Surgical resection with a curative intent is the standard of care for patients with early stage melanoma, with a 5-year survival rate of 98% for Stage I disease and 90% for Stage II disease. The current standard of care for patients following resection of high-risk Stage II disease is observation, even though patients with Stage IIB and IIC disease presenting with high-risk features (depth of invasion, T-category, ulceration) have 5 and 10 year melanoma-specific survival similar to that of patients with Stage IIIA and IIIB disease.

KEYTRUDA® (Pembrolizumab) is a fully humanized, Immunoglobulin G4, anti-PD-1, monoclonal antibody, that binds to the PD-1 receptor and blocks its interaction with ligands PD-L1 and PD-L2. By doing so, it unleashes the tumor-specific effector T cells, and is thereby able to undo PD-1 pathway-mediated inhibition of the immune response. The FDA in 2019, approved KEYTRUDA® for the adjuvant treatment of patients with melanoma, with involvement of lymph node(s) following complete resection (Stage III). The present study was conducted to evaluate the role of adjuvant immunotherapy in patients with high risk Stage II melanoma.

KEYNOTE-716 is a randomized, double-blind, Phase III trial, in which 976 patients aged 12 years or older, with completely resected cutaneous Stage IIB or IIC melanoma, and no lymph node involvement, were randomly assigned 1:1 to receive KEYTRUDA® 200 mg (2 mg/kg for pediatric patients) or placebo, every 3 weeks for 17 cycles (up to 1 year). Patients were stratified by T category 3b, 4a, 4b (adults) and with a separate stratum for pediatric patients. Approximately 65% had Stage IIB disease and 35% had Stage IIC disease. There was no prespecified analysis for PD-L1 or BRAF status in this study, as there was inconsistent and small amounts of tissue available for testing. This was the first part (Part 1) of this double-blind study. The Primary endpoint was Relapse Free Survival (RFS) per investigator assessment, and Safety. The second part (Part 2) of this study was open-label design, and adults and pediatric patients were eligible to receive up to 35 additional cycles of treatment, only if they had recurrence after receiving the placebo or completed 17 cycles of KEYTRUDA®. Patients in the KEYTRUDA® group who experienced disease recurrence within 6 months of completing the treatment were excluded from Part 2 of the study. Secondary end points included Distant Metastasis-Free Survival, Overall Survival (OS) and Quality of Life. The researchers herein reported the results at the interim analysis of Part 1 of this study, and Part 2 data are not yet mature.

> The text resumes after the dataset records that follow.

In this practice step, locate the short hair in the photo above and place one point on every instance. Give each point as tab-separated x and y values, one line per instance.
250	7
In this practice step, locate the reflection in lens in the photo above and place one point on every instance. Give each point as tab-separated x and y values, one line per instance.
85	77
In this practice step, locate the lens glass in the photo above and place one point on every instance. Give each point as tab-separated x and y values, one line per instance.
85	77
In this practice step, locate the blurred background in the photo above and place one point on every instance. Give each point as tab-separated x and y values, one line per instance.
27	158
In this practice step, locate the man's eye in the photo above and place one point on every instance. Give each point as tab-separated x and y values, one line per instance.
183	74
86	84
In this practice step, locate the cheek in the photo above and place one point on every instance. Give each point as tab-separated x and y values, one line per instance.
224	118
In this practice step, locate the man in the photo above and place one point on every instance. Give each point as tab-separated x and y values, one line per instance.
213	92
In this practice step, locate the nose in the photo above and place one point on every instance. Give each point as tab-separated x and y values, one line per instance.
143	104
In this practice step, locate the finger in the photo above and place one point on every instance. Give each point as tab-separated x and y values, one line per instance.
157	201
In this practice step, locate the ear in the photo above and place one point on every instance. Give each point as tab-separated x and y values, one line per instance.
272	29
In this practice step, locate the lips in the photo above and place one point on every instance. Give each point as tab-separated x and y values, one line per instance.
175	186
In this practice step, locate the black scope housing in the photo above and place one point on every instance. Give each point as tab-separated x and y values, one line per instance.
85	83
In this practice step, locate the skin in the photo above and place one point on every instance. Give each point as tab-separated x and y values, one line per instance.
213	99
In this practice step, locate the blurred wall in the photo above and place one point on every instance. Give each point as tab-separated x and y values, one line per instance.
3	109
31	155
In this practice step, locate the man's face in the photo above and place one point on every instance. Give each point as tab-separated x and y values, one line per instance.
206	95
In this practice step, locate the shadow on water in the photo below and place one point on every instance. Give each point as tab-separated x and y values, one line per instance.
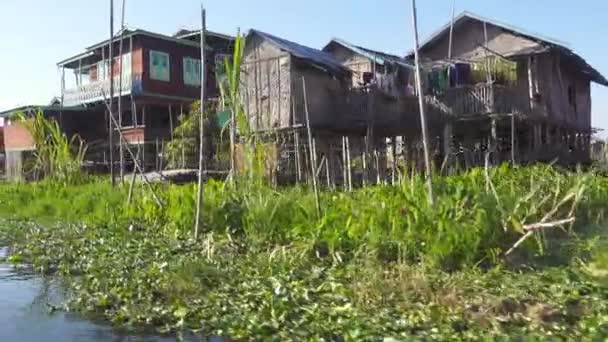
26	302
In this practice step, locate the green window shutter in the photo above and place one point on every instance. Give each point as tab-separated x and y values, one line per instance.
192	72
160	66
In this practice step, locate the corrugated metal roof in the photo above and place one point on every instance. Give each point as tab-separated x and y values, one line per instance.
29	108
378	57
552	43
317	57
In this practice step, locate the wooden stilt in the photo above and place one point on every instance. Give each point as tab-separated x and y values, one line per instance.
349	166
427	157
311	145
130	196
344	164
327	172
296	136
394	160
181	117
364	162
513	141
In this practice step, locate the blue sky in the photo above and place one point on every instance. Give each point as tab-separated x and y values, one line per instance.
36	34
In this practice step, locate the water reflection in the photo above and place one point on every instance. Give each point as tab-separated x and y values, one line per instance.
25	315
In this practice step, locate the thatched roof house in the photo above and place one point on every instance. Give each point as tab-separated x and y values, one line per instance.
273	70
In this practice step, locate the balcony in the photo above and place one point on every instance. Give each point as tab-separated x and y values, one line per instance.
95	91
481	99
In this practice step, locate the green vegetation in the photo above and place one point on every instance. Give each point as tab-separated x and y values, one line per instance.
380	263
56	157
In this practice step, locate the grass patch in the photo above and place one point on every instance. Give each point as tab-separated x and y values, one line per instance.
380	263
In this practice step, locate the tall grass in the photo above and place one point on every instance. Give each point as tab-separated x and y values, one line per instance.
467	225
56	157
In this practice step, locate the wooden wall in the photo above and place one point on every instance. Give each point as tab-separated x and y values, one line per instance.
468	41
552	76
266	76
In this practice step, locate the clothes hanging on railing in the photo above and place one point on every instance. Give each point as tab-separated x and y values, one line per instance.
499	70
460	74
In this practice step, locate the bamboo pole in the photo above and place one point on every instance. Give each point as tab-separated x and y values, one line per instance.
201	156
350	169
451	30
394	160
513	139
344	174
130	196
327	173
311	149
120	65
425	143
137	165
111	109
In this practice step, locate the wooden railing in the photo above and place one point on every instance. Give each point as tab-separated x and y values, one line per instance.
480	99
95	91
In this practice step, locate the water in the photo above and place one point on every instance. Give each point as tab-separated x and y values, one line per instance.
25	314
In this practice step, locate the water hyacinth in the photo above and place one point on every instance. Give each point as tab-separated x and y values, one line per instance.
379	263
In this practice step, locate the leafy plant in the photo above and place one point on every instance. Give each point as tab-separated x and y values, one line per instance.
56	157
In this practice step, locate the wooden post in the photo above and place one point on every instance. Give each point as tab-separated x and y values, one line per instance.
494	141
394	160
199	189
350	169
162	155
130	196
530	83
62	95
181	117
364	163
111	109
513	140
156	163
377	162
120	90
311	148
171	121
296	136
344	168
425	143
327	173
447	140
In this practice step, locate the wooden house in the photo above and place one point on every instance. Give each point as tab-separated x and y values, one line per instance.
157	77
524	97
273	73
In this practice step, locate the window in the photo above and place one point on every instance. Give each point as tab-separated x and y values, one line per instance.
126	65
159	66
103	69
192	71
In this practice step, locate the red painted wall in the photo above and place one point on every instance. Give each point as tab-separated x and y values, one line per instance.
142	45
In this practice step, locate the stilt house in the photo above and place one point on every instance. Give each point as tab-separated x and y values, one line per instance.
522	96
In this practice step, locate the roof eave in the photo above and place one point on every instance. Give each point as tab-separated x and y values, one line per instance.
68	61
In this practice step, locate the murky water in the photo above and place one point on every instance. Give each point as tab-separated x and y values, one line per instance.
25	313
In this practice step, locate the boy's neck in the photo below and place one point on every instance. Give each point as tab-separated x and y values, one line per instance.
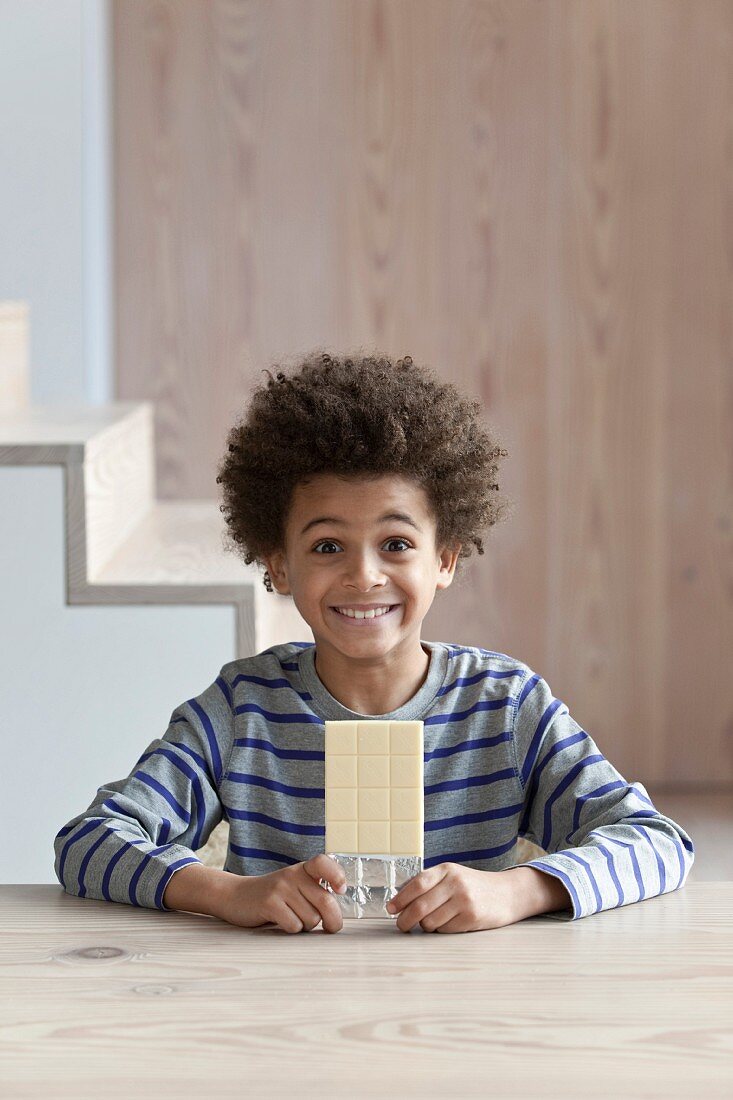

At median follow up of 14.4 months, the study met its Primary end point of RFS at the first protocol-specified analysis. KEYTRUDA® significantly prolonged RFS compared to placebo (HR=0.65; P=0.00658). At the time of this analysis, 11.1% of patients on KEYTRUDA® had a recurrence, compared to 16.8% of those receiving placebo. The 12-month RFS rate was 90.5% for KEYTRUDA® versus 83.1% for placebo. Median RFS was Not Reached in either group at the time of this analysis. Quality of Life scores were similar between the KEYTRUDA® and placebo groups at all time points.

It was concluded that adjuvant KEYTRUDA® for resected Stage IIB and IIC melanoma decreased the risk of disease recurrence or death by 35% compared with placebo, and was associated with significantly prolonged Relapse Free Survival and a favorable benefit-risk profile. KEYNOTE-716 is the first randomized Phase III trial of an anti-PD-1 therapy in resected Stage II melanoma, and these findings represent an important milestone for this patient group.

LBA3_PR – Pembrolizumab versus placebo after complete resection of high-risk stage II melanoma: Efficacy and safety results from the KEYNOTE-716 double-blind phase III trial. Luke JJ, Rutkowski P, Queirolo P, et al. Annals of Oncology (2021) 32 (suppl_5): S1283-S1346. 10.1016/annonc/annonc741.